To be honest, I was pleasantly surprised that anything was working at this stage, so I threw in a very un-pbr scattering, and called it a day! 🙂
float3 SubsurfaceSHDepth( FGBufferData GBuffer, float3 L, float3 V, half3 N )
float AbsorptionDistance = GBuffer.CustomData.x;
float AbsorptionPower = lerp(4.0f, 16.0f, GBuffer.CustomData.y);
float DepthFromPixelToLight = Get4BandSH(GBuffer.SHCoeffs, L);
float absorptionClampedDepth = saturate(1.0f / AbsorptionDistance * DepthFromPixelToLight);
float SSSWrap = 0.3f;
float frontFaceFalloff = pow(saturate(dot(-N, L) + SSSWrap), 2);
float Transmittance = pow(1 - absorptionClampedDepth, AbsorptionPower);
Transmittance *= frontFaceFalloff;
return Transmittance * GBuffer.BaseColor;
It’s non view dependent scattering, using the SH depth through the model towards the light, then dampened by the absorption distance.
The effect falls off by face angle away from the light, but I put a wrap factor on that because I like the way it looks.
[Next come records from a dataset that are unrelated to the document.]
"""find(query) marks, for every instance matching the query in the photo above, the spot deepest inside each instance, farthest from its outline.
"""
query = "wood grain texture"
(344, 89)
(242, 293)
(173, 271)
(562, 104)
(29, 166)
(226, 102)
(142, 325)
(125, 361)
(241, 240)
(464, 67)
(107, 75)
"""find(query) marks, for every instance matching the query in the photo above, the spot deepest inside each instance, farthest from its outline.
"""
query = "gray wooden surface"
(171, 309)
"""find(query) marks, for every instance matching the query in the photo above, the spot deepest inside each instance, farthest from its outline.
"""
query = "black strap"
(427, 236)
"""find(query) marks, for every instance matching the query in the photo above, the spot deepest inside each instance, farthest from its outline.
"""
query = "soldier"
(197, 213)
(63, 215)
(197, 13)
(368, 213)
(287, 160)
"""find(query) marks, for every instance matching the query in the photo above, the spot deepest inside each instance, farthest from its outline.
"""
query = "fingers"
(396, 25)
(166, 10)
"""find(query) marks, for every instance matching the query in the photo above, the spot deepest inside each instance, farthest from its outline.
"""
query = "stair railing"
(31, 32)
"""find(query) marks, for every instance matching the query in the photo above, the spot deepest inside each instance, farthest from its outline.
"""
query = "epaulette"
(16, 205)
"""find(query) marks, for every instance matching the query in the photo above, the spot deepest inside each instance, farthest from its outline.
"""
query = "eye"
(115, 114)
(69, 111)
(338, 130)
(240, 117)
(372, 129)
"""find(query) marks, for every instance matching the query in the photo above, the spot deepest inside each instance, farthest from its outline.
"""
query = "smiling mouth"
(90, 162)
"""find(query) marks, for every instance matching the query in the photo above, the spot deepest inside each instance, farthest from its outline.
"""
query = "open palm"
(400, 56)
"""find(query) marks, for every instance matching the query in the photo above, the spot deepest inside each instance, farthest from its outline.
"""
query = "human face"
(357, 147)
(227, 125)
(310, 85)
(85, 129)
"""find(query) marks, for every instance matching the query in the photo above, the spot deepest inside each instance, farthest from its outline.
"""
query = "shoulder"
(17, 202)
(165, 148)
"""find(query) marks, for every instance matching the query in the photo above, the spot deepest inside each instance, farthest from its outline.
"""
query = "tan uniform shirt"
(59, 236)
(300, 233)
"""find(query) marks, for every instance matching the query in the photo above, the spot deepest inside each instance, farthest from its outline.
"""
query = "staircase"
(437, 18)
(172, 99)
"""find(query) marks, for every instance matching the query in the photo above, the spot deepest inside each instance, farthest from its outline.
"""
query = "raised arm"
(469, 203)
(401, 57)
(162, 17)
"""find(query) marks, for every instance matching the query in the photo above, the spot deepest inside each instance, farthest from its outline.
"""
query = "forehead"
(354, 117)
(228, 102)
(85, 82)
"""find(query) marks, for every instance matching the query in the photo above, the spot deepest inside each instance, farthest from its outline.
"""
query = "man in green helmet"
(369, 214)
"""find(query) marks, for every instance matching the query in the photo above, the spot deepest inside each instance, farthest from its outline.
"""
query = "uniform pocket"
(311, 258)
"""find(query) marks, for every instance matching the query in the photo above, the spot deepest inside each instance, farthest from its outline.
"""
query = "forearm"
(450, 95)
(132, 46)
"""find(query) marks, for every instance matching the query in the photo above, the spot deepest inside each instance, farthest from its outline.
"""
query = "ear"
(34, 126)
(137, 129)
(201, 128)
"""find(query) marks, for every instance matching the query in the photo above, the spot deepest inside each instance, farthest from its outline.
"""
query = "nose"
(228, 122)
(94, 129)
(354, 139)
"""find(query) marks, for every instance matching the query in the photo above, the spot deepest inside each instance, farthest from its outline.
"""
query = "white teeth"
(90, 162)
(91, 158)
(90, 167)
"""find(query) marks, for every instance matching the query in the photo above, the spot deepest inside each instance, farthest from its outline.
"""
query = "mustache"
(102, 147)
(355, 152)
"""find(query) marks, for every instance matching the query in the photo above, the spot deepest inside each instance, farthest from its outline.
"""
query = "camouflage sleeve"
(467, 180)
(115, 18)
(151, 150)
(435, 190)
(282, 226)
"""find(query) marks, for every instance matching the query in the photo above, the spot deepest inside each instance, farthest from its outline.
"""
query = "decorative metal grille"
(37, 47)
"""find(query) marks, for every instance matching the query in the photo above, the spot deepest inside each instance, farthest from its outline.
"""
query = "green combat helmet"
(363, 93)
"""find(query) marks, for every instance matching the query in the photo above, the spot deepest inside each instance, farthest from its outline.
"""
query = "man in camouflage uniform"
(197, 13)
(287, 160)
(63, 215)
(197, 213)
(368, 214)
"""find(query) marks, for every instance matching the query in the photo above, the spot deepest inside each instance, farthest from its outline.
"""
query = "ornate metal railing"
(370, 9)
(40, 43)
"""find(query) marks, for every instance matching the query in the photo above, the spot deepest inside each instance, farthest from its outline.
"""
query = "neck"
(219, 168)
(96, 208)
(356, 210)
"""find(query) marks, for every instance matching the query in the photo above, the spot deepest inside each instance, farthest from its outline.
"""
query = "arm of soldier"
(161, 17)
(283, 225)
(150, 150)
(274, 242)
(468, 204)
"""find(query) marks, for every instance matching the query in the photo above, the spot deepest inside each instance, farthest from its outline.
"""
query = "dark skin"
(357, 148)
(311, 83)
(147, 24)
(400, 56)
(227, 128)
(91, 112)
For all the work I’ve put into this project, probably the least of it went into the actual lighting model, so I’m pretty likely to change that code quite a lot 🙂
What I like about this is that the scattering stays fairly consistent around the model from different angles:
So as horrible and inaccurate and not PBR as this is, it matches what I see in SSS renders in Modo a little better than what I get from standard UE4 SSS.
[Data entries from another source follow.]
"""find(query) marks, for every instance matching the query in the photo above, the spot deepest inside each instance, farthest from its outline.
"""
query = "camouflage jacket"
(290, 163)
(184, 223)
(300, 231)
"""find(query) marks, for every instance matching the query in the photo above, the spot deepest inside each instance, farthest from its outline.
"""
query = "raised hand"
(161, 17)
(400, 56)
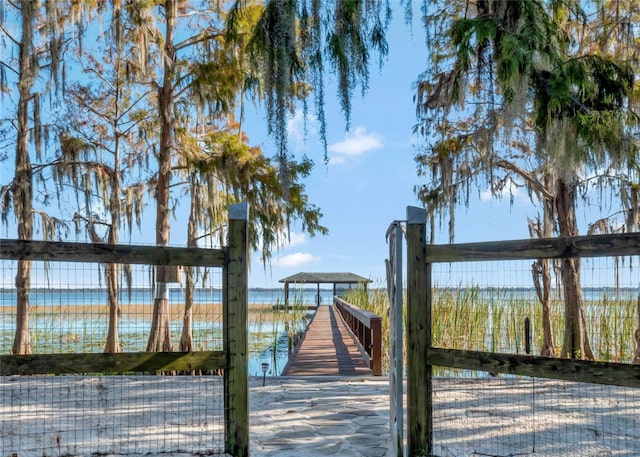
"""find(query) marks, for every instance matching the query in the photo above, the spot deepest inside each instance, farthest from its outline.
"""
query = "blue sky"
(369, 180)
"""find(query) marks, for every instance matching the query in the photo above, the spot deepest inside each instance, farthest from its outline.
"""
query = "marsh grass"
(493, 320)
(82, 328)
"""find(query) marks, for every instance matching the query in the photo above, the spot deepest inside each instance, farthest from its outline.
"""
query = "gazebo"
(341, 282)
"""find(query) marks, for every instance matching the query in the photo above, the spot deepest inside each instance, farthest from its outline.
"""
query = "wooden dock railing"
(367, 327)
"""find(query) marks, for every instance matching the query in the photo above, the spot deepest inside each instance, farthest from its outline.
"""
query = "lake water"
(70, 332)
(49, 296)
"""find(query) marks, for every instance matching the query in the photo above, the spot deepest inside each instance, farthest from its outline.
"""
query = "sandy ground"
(181, 416)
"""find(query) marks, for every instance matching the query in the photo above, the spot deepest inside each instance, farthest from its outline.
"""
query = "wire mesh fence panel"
(482, 306)
(72, 311)
(511, 416)
(105, 415)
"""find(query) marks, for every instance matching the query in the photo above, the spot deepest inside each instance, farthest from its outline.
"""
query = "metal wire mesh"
(482, 306)
(105, 413)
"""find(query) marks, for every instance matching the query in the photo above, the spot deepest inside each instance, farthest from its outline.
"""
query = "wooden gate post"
(235, 309)
(419, 389)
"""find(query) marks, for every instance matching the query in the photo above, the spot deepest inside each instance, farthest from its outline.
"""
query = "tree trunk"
(636, 357)
(113, 339)
(22, 198)
(111, 270)
(186, 339)
(160, 336)
(548, 346)
(576, 341)
(542, 283)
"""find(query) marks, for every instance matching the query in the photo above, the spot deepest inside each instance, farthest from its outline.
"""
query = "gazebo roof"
(325, 278)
- I can’t rotate my translucent models at the moment 😛
- Shadows don’t really interact with my model properly
I can hopefully solve both of these things fairly easily (store data in tangent space, look at shadowing in other SSS models in UE4), I just need to find the time.
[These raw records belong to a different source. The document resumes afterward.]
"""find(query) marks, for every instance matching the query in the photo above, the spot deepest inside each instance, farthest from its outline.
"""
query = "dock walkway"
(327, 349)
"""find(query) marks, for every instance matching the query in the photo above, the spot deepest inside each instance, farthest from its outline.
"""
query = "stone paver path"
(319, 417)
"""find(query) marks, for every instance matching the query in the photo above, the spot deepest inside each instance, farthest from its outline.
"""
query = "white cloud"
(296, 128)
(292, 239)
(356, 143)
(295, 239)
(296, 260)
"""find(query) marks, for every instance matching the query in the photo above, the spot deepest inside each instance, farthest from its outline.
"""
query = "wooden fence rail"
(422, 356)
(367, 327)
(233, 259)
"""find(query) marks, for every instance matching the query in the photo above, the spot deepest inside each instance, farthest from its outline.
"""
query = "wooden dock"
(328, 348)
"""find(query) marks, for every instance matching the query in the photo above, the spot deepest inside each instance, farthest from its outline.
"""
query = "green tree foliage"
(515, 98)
I could actually rotate the SH data, but apparently that’s hundreds of instructions 🙂
Cost and performance
- 8 uv channels
- 2 * 128 bit buffers
Not really ideal from a memory point of view.
The obvious optimization here is to drop down to 3 band spherical harmonics.
The quality probably wouldn’t suffer, and that’s 9 coefficients rather than 16, so I could pack them into one of my 128 bit gbuffers instead of two (with one spare coefficient left over that I’d have to figure out).
That would help kill some UV channels, too.
Also, using 32 bit per channel (so 16 bits per sh coeff) is probably overkill. I could swap over to using a uint 16 bits per channel buffer, and pack two coefficients per channel at 8 bits each coeff, and that would halve the memory usage again.
As for performance, presumably evaluating 3 band spherical harmonics would be cheaper than 4 band. Well, especially because then I could swap to using the optimized UE4 functions that already exist for 3 band sh 🙂
To get away from needing extra buffers and having a constant overhead, I probably should have tried out the new Forward+ renderer:
Since you have access to per object data, presumably passing around sh coefficients would also be less painful.
Rendering is not really my strong point, but my buddy Ben Millwood has been nagging me about Forward+ rendering for years (he’s writing his own renderer http://www.lived3d.com/).
There are other alternatives to deferred, or hybrid deferred approaches (like Doom 2016’s clustered forward, or Wolfgang Engels culled visibility buffers) that might have made this easier too.
I very much look forward to the impending not-entirely-deferred future 🙂
I learnt some things about Houdini and UE4, job done!
Not sure if I’ll keep working on this at all, but it might be fun to at least fix the bugs.